I moved my body again to help him. I squeezed my muscles around the huge bulge. It pressed lovingly against the gland inside me and I saw white. I was tuned to him and he to me. The pleasure grew and grew.
Could this work? Would the mate-bond happen even if I wasn’t fully Omega?
I had all the mental feelings for it: protectiveness, desire, love. My body raged with his making a furnace of heat on its own as if I, too, had entered the Burn. But my mind was clear through the ecstasy. Clear enough to see to him, care for him, pull the pleasure from him until he gave himself over to me completely.
Thorne’s eyes opened and closed. The irises came back into view but he kept rolling them. I saw the abject pleasure there, and felt the intense need he had to pull back, to not allow himself to black out.
“Look at me. It’s only me. You and me together. Please mate me. Hold on to me. Stay awake. Stay with me.”
I let go of his wrists. Slowly his hands came up and over my shoulders. The fingers dug in, increasing my stimulation.
I was ready. So ready.
His knot bulged deep inside me. It began to throb at a fast pace. Everything was attuned to this moment, this time in our lives in the world. I couldn’t breathe. I didn’t want to. I wanted only to feel my body and my heart fill up and up until I could contain no more.
I climbed in my mind higher and higher. Awaiting the crescendo. When it seemed I could go no further I floated there, suspended in white heat and torrents of rushing pleasure.
It was forever.
It was only a second.
“Love you!” I cried out again.
When I finally fell, everything about me exploded into silver and glitter and an amazing lightness of being.
I felt my body collapse, still coming, onto Thorne’s broad chest.
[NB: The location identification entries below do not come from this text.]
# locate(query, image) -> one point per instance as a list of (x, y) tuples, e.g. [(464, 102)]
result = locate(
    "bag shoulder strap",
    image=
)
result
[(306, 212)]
Everything was wet but free and beautiful. And hot. So hot. Thorne gushed into me as his knot pressed everything inside him up and out, and began to deflate.
Whispers came from his mouth. “Kris, I love you. I love you.”
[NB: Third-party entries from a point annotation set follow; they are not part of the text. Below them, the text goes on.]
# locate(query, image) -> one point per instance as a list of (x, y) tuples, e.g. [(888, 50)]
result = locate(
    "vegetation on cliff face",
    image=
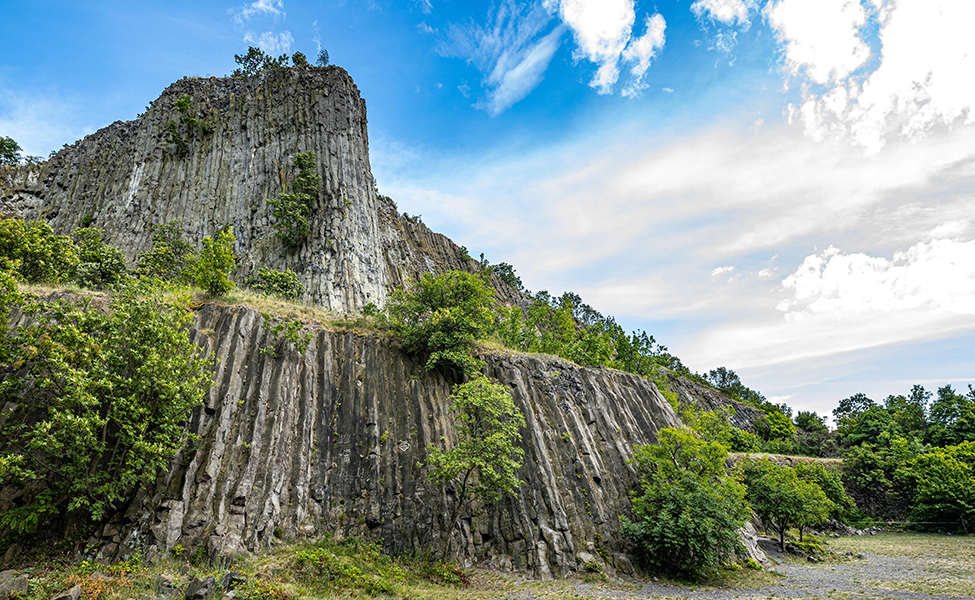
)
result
[(97, 401)]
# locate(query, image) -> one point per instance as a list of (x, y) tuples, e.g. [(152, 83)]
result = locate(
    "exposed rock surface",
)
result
[(333, 440), (706, 398), (128, 176)]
Our lips met. His arms held me tight to him. He thrust up a few times, making me come again before he withdrew and we both collapsed in a heap of sweat and breathless moans.
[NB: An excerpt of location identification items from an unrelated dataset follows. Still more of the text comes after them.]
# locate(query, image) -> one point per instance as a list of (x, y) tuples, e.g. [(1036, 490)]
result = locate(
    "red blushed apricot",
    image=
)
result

Side by side, in the cold basement next to the glittering chains and Thorne’s discarded bag of sex toys, we lay naked, wet and breathing hard. My hand moved to my lips, feeling the big grin on my face.
Something very magical had happened between us. I didn’t care if it was the mate-bond or not. I only knew I wanted to do it again and again. Forever with him. If he’d let me.
No matter what, to my mind, we were mated.
And I would fight anyone tooth and nail if they ever came between us.
Chapter Twenty-Eight
Thorne
“Are you ready?” Thorne asked.
Kris nodded.
Thorne wasn’t sure at all about this, but Kris seemed confident, if not downright happy. This was going to be hard for him, but the boy had a little spring to his step as he got out of the truck.
They’d come straight from the Administrator. Specifically, the Offices of Marriage and Mate-bonding. Blood had been drawn. Exams given. They had taken all the tests.
And passed.
Thorne had the certificate in his hand.
It had been unprecedented. Kris presented as Alpha, but his official Omega status made everything legal and binding. And because of his Omega hormones, their mate-bond had succeeded.
Kris was Thorne’s now. One hundred percent. It would be illegal for anyone to take him away.